(二)この世界ごと愛したい
私が邪魔したディオンとの戦では、アキトは温存だったし。もし、それまでも今も絶え間なく腕を磨いていたとしたら…。
「私は、アキトがあっさり勝つと思うよ。」
「貴女が鍛えたから?」
「私はきっかけを作ってあげただけ。この先のアキトが進む道は旭日昇天。向かうところ敵無しの無双状態だろうからね。」
それを、見てみたいと思った。
そんな未来が、確かに見えたから。
だから私は、アキトの勝利を信じてる。
「そう言えば鬼人が、天帝が百戦勝ったら戦するって言うてたで。」
「ハルはアキトが好きなんだねー。」
「何かお嬢が天帝の未来を見たからどうとかって言うてたけど。」
「うわ、筒抜けすぎてムカつく。」
カイがハルの胸の内を教えてくれた。
私のことなど手に取るように分かっているハルが、やっぱり好きだけど。
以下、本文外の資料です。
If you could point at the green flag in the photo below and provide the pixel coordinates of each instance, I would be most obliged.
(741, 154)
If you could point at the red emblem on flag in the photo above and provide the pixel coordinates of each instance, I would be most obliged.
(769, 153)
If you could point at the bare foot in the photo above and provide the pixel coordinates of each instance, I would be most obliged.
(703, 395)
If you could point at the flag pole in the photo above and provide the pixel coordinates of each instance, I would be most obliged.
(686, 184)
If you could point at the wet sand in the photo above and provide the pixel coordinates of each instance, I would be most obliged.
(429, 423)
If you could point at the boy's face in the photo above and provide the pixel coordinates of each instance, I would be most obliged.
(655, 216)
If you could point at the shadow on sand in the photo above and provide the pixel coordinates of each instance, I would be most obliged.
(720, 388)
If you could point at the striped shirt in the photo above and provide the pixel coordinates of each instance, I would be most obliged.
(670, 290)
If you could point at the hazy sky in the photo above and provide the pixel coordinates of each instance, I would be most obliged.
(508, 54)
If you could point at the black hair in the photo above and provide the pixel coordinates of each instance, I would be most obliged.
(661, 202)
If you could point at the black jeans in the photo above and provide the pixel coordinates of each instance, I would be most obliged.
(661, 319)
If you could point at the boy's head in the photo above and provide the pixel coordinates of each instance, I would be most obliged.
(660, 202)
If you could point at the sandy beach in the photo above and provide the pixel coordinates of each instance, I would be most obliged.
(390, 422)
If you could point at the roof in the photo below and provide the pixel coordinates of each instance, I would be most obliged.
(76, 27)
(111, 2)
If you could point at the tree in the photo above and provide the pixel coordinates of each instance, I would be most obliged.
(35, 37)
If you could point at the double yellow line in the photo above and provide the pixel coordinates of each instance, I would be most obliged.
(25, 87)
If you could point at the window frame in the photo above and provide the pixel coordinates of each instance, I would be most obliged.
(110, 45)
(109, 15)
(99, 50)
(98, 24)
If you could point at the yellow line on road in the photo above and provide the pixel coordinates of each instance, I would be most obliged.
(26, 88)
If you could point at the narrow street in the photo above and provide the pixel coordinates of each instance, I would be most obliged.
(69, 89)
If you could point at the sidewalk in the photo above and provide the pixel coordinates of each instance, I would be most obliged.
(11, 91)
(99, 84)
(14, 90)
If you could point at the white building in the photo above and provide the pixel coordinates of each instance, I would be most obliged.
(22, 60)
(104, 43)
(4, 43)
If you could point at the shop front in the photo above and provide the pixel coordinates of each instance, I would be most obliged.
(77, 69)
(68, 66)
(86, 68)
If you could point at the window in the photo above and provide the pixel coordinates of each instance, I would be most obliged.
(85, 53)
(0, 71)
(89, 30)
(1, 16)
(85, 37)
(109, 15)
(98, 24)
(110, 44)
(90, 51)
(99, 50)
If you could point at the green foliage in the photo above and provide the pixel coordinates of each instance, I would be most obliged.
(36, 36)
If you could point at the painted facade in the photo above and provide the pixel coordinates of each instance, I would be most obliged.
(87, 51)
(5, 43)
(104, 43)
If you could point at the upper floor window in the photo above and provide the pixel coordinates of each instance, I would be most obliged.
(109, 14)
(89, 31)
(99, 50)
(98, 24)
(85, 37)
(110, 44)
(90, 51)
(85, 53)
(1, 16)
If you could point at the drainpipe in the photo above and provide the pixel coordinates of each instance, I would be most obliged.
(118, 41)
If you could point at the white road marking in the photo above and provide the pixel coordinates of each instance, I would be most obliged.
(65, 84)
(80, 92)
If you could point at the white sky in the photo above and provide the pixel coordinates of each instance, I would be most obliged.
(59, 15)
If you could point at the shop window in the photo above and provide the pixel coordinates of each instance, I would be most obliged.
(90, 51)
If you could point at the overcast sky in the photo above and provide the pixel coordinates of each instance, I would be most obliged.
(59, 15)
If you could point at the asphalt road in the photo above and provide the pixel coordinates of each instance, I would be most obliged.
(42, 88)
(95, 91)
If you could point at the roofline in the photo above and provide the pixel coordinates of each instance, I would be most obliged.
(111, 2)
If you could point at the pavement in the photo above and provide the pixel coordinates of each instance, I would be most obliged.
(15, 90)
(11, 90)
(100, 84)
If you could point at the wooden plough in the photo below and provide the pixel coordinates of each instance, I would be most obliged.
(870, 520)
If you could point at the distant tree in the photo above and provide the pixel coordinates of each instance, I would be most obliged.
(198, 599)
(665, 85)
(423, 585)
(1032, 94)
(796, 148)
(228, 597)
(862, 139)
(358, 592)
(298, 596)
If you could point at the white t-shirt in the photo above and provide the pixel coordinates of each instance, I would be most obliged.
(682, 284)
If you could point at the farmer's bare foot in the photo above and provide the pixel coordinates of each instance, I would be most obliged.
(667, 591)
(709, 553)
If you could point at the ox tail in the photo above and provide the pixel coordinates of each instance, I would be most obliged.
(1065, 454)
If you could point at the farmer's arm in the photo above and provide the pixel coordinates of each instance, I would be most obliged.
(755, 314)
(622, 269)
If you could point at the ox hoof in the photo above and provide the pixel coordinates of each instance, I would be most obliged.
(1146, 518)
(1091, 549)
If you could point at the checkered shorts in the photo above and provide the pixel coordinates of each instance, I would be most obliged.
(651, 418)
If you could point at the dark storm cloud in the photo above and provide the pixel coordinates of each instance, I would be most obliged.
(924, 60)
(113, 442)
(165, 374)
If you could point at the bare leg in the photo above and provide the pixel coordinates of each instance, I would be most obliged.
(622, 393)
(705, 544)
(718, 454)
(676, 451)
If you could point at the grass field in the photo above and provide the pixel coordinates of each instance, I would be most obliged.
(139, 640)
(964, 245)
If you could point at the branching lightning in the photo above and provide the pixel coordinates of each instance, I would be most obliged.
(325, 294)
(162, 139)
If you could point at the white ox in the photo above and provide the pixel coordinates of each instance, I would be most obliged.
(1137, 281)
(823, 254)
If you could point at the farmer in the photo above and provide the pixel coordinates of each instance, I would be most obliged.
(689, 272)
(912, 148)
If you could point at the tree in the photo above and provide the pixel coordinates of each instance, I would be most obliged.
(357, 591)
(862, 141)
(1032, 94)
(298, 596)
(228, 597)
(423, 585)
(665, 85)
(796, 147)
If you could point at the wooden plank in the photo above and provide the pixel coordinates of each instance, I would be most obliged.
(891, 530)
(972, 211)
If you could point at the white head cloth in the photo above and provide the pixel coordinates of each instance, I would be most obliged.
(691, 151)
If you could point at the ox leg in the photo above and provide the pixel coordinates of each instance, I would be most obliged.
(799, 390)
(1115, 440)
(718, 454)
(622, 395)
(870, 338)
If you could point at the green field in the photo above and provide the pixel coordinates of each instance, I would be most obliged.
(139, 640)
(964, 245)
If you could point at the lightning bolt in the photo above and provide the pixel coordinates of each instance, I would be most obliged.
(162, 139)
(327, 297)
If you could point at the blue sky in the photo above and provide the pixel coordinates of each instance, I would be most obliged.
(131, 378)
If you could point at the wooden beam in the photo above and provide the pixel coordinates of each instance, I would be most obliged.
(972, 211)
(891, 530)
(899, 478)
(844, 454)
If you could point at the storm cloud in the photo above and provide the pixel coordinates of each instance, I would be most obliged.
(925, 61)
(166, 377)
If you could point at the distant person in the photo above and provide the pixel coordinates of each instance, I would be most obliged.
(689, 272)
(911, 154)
分かりすぎててムカつく。
こんなに分かってるくせに、欲しい言葉だけはくれないなんて。ハルは意地悪だ。
「アキトの未来って?」
「えーだってアキトって見てて楽しいもん。わくわくするじゃん。」
「楽しい?」
「シオンにとっての私と同じ。未知なるものって、どうしても気になる。」
上手く説明出来たと思ったんだけども、目の前のシオンは再び怒りの色を見せる。